また、SDカードの読み込みトラブルを解決する際には、カード内のデータが消えてしまうことも多いです。もし論理障害が原因であれば、まずは専門のデータ復旧ソフトを使って大切なデータを取り出してから、修復作業に進むことをおすすめします。一方、物理障害の場合は自力での対応が難しいため、メーカーや修理専門業者に修理を依頼しましょう。

SDカードが読み込めなくなった時のデータ復旧方法

先ほど述べたように、SDカードが認識されなくなる原因はさまざまですが、大きく分けて「物理的な障害」と「論理的な障害」の2種類があります。

なかでも、SDカードの接点不良はよくあるトラブルのひとつです。この場合は、まずSDカードを何度か抜き差ししてみてください。また、接点復活剤(ポリコールキングなど)を綿棒に付けて端子部分を軽くクリーニングすると、改善することがあります。これらの作業を終えたら、デバイスを再起動してSDカードが認識されるかどうか確認しましょう。

もしこれらの方法でも解決しない場合は、デバイス側の故障やウイルス感染、SDカードのファイルシステムの破損などが考えられます。SDカードをカードリーダーやPCのSDカードスロットに接続し、たとえ読み込めなくてもドライブのアイコンが表示されていれば、データ復旧ソフトを使ってカード内のデータをパソコンに取り出すことが可能です。その後、本記事で紹介するSDカードのフォーマット方法でエラーを解消することができます。

データ復旧ソフトを使ったSDカードのデータ復旧手順

データ復旧ソフトを利用すれば、SDカード内のデータをパソコンに救出した上で、SDカードをフォーマットし、再利用できるようにすることができます。

ここでは、業界トップのデータ復元ソフト - EaseUS Data Recovery Wizardをおすすめします。EaseUS Data Recovery Wizard は、パソコンやSDカード、USBメモリなどさまざまなストレージデバイスから、誤って削除したり、フォーマットしたり、アクセスできなくなったデータを簡単に復旧できるデータ復旧ソフトです。初心者でも使いやすいシンプルな画面設計で、写真・動画・ドキュメントなど多くのファイル形式に対応しています。

以下に、データ復旧ソフトを使った具体的な手順をご紹介します。

ステップ1.カードリーダーを使ってSDカードをPCに接続します。

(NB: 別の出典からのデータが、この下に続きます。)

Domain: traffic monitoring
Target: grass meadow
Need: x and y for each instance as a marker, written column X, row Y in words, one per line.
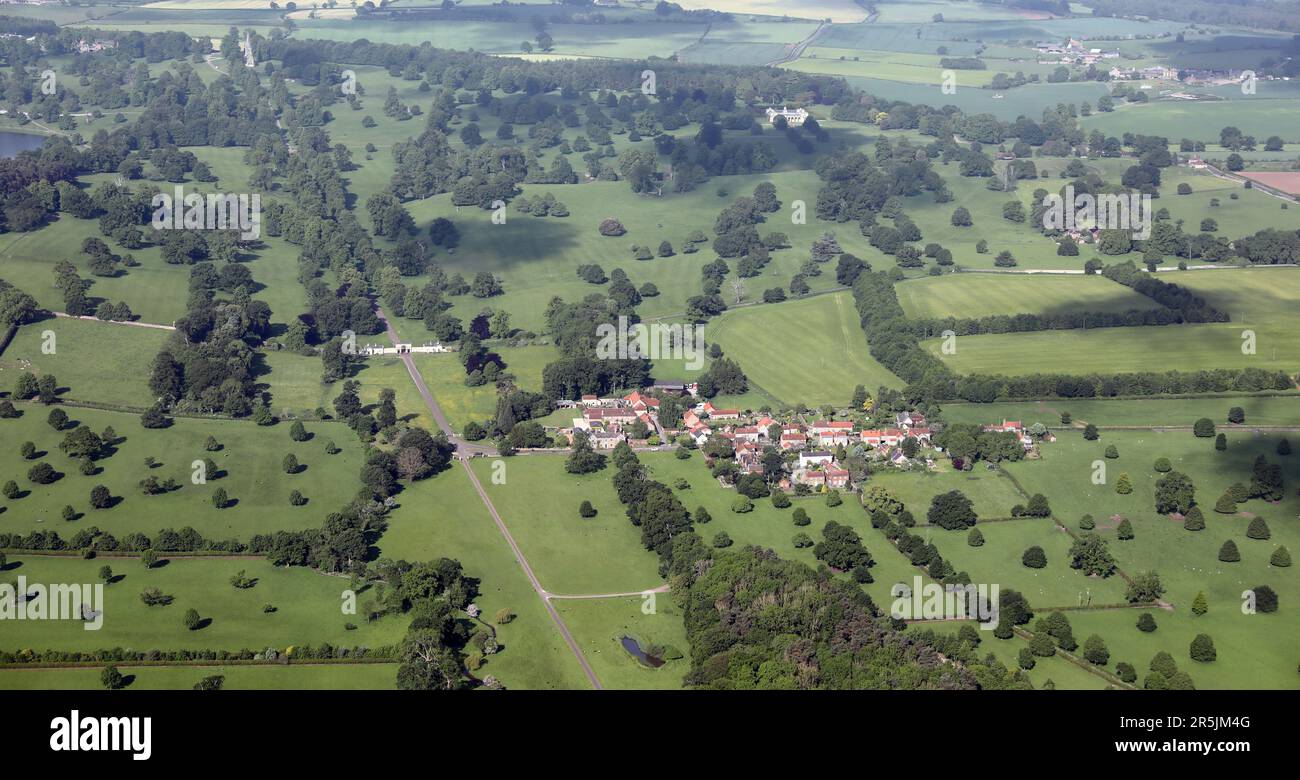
column 250, row 472
column 308, row 607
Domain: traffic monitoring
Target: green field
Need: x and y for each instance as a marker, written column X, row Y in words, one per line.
column 599, row 624
column 308, row 607
column 1260, row 410
column 810, row 351
column 248, row 463
column 1122, row 350
column 443, row 518
column 96, row 362
column 982, row 295
column 570, row 554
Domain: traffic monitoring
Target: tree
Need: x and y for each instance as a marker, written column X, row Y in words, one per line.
column 1229, row 553
column 1203, row 649
column 1095, row 650
column 112, row 679
column 1174, row 493
column 1145, row 586
column 952, row 511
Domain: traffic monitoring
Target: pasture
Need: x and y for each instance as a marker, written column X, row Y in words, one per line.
column 982, row 295
column 443, row 518
column 248, row 466
column 1125, row 350
column 94, row 362
column 810, row 350
column 308, row 607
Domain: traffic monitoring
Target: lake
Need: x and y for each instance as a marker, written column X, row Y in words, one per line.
column 12, row 143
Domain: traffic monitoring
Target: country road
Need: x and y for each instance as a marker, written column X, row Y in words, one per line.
column 482, row 494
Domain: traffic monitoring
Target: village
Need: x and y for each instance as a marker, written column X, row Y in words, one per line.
column 813, row 455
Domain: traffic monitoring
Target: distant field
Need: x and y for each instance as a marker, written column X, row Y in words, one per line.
column 1201, row 120
column 248, row 469
column 1287, row 182
column 810, row 350
column 884, row 65
column 836, row 11
column 1121, row 350
column 980, row 295
column 1131, row 411
column 307, row 607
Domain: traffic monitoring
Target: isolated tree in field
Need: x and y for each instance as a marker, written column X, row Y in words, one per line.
column 952, row 511
column 100, row 498
column 1257, row 529
column 1041, row 645
column 1265, row 598
column 1229, row 553
column 1203, row 649
column 1095, row 650
column 1174, row 493
column 1145, row 586
column 1025, row 659
column 112, row 679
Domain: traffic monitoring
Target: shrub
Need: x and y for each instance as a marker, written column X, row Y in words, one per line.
column 1203, row 649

次に「EaseUS Data Recovery Wizard」を起動し、画面から「SDカード」を選択しましょう。すると、対象のSDカードは検出されます。「紛失データの検索」ボタンをクリックして、ファイルのスキャンを開始します。

ステップ2.スキャンが完了すると、見つかったファイルの一覧が表示されます。復元したいファイルにチェックを入れましょう。「フォルダ」タブや「種類」タブを使えば、ファイルを保存場所やファイル形式で分類表示できるので、目的のデータを探すのが簡単になります。「フィルター」機能を使えば、ファイルの種類、更新日時、サイズなどでさらに絞り込むことが可能です。

ステップ3.必要なファイルを選択したら、「復元」ボタンをクリックします。復元先の保存場所を指定する画面が表示されるので、元のSDカード以外の場所を選ぶようにしましょう。保存したら、メモリーカードの復元作業が終わります。

上記のチュートリアルに従って3ステップだけで、読み込まないSDカードからデータを救出することが可能です。

SDカードからデータ復旧後に行うべきこと

SDカードが認識できず、データを復旧した後は、以下の点に注意して対応しましょう。

  • データのバックアップを取る:復旧したデータは、必ず別の安全な場所(例えばパソコンや外付けハードディスク、クラウドなど)にバックアップしておきましょう。万が一再度トラブルが起きた場合でも、データが失われるリスクを減らすことができます。
  • SDカードをフォーマットする:もしSDカードに物理的な故障がなければ、パソコンでSDカードを一度フォーマットしましょう。これにより、ファイルシステム上のエラーや問題を解消できる場合があります。ただし、フォーマットする前にデータのバックアップが確実に完了していることを確認してください。
  • SDカードの状態をチェックする:SDカードに不良セクタや寿命の劣化がないか、専用の診断ツール(例:EaseUS Partition Master)で健康状態を確認します。問題が多く見つかった場合は、今後大切なデータの保存には使用しないようにしましょう。

📝関連記事:WindowsでSDカードの健康状態をチェックする方法

まとめ

SDカードが突然読み込めなくなった場合でも、原因を冷静に切り分けて適切に対処することで、大切なデータを救出できる可能性があります。まずはカードやカードリーダーの接点をクリーニングし、簡単な対策を試しましょう。それでも認識しない場合は、信頼できるデータ復旧ソフトを活用してデータをパソコンに救出してください。その後、SDカードをフォーマットして再利用するか、異常が続く場合は新しいカードに買い替えることをおすすめします。

万が一、物理的な故障が疑われる場合は、無理に操作せず、なるべく早めに専門業者へ相談しましょう。また、今後のトラブルを避けるためにも、日頃から重要なデータのバックアップを心掛けておくことが大切です。SDカードトラブルは誰にでも起こり得ますが、正しい知識と対処法があれば、被害を最小限に抑えることができます。